I don't know in the absolute, but I've never seen a way to do this and can't think of a mechanism that would work.

  • fuzzfactor a year ago

    One thing to think about is the way experience has shown that the internet itself was much more ideal when most users were still anonymous and it didn't make a big difference if anyone had more than one "screen name" or not.

    • JohnFen a year ago

      Indeed so. I've never stopped using pseudonyms on the internet. I have a few of them I've used consistently for decades. I think the important thing in internet identity is continuity of the identity, not whether or not it corresponds with real-world identity.

      I have never used my real-world identity on the internet, and won't start now. I think it's a bit nuts that people are willing to, but to each their own.

cowsup a year ago

Nope. Almost everybody has more than one device (laptop, phone, and maybe a tablet) with more than one IP (both home wifi and phone data). Everyone has multiple email addresses.

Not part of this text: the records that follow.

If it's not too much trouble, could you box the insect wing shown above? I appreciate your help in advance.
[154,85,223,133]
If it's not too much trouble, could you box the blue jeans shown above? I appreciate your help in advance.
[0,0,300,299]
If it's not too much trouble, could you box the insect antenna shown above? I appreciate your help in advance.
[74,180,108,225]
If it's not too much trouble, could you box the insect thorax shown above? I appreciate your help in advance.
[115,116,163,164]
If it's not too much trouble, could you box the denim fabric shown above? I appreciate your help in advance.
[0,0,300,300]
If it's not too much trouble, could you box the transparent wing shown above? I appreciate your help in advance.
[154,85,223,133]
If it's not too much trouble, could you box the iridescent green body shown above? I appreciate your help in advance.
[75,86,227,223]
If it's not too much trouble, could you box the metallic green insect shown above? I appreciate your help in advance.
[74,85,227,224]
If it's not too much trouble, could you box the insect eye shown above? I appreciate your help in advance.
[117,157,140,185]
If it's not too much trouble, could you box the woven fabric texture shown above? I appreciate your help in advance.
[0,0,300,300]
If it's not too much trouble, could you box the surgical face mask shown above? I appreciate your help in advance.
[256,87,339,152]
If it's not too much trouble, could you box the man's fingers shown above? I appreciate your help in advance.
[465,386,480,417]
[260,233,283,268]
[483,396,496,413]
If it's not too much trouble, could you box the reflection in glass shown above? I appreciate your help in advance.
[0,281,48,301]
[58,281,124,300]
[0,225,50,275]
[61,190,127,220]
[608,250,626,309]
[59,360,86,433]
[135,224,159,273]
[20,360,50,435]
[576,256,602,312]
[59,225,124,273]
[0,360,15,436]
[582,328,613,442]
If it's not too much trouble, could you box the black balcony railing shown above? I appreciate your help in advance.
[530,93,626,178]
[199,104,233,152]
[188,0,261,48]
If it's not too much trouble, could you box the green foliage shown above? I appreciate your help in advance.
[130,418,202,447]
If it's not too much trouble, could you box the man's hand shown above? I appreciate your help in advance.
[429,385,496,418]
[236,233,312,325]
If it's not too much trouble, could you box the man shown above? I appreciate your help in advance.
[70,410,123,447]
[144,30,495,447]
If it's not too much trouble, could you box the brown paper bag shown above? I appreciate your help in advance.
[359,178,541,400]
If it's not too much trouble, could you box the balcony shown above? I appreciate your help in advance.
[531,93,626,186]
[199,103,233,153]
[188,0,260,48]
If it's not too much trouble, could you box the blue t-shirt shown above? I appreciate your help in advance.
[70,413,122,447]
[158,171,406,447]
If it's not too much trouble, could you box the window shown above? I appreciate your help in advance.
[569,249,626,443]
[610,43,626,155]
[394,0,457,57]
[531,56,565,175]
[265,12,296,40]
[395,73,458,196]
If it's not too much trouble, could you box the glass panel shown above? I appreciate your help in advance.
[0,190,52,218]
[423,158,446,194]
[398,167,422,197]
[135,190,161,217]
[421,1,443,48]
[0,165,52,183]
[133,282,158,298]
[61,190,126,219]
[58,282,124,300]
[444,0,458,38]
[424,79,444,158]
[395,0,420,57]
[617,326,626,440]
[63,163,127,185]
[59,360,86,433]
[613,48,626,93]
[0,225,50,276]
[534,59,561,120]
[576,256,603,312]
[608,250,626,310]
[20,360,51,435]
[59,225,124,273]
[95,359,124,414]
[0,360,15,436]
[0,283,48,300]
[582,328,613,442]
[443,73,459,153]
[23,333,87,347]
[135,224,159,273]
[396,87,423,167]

You could get by with requiring a unique phone number, but that still risks excluding users, and can get expensive if you intend on catering to an international audience. Even in that case, some people may have a landline and a cell phone, or they may use a friend/spouse/relative’s phone to circumvent your limits.

  • JohnFen a year ago

    > You could get by with requiring a unique phone number

    In the US, anyway, you can also get burner phones for about $10 at local stores. I do this routinely if someone is requiring a phone number to register for something that I really want to register for.

    • bediger4000 a year ago

      As someone who hasn't been motivated in the past, how disconnected from other means of identification is such a burner phone?

      Are the cameras watching the purchase? Can you pay cash? Is any record beyond a sales receipt generated?

      • JohnFen a year ago

        It's no more or less disconnected than any other store purchase. You can assume there are cameras in any store. You can indeed pay cash. The only records generated are the usual sales records, and if you're concerned about minimizing those, then you use the same mitigations that you'd use with any other purchase.

        Personally, I'm not concerned with that level of anonymity, though. I just don't want to give my actual phone number to random companies.